Crédit photo : Nina Zaghian

Un accompagnement communautaire systématique

PACA (Provence-Alpes-Côte d'Azur….) est la deuxième région de France métropolitaine la plus touchée par le VIH. Le département des Alpes-Maritimes est même le département qui connaît le plus grand nombre de nouvelles découvertes VIH par milliers d’habitants, après Paris. L'objectif du Spot Marshall est de contribuer à réduire de façon drastique le nombre de nouvelles infections, en frappant au cœur de l’épidémie. Ce lieu, ouvert fin 2018, a été conçu pour répondre aux besoins des populations les plus exposées au VIH et aux IST.

« Le Spot, c'est une vraie occasion pour les personnes accueillies d'éviter tout jugement, de bénéficier d'une prise en charge globale en santé sexuelle, de pouvoir accéder à différentes offres, un proctologue, un sexologue, un addictologue, un infectiologue, et des soins infirmiers, tout ça au même endroit, ce qui n'existe dans aucun autre centre à Nice.
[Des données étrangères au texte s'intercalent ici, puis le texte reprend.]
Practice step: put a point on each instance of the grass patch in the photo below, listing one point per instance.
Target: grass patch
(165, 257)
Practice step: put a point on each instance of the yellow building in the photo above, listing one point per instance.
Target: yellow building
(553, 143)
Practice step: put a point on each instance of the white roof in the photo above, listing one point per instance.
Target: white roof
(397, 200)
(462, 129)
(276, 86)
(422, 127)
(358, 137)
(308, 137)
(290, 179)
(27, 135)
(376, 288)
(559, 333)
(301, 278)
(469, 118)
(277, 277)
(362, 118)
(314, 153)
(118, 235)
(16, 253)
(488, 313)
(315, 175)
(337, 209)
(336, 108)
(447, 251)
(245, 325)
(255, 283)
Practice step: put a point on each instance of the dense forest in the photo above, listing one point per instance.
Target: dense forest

C'est une offre assez unique », nous explique Bruce Dos Santos, militant volontaire à AIDES Nice. « La particularité du Spot, c’est le cadre bienveillant, favorable à la discussion où on propose systématiquement un accompagnement communautaire réalisé par les militants-es de AIDES », ajoute le militant.

Comment se passe le parcours de soin d’une personne accueillie, une fois qu’elle a poussé la porte du Spot ? « Au départ, la première fois que les personnes arrivent, c'est une condition sine qua non que de rencontrer les militants-es. Après, on peut s'en passer, au fur et à mesure. Le ou la militant-e va faire un pré-entretien avec la personne pour évaluer globalement ses besoins et pouvoir lui apporter des réponses et l’orienter en interne ou en externe. C'est aussi une occasion de s’investir. Les personnes qu'on reçoit ici ont un parcours qu’elles peuvent mobiliser pour venir militer avec nous. Souvent, elles sont très agréablement surprises par l'accueil et l’offre qui sont mis en place et elles ont envie d'y contribuer », explique Bruce Dos Santos.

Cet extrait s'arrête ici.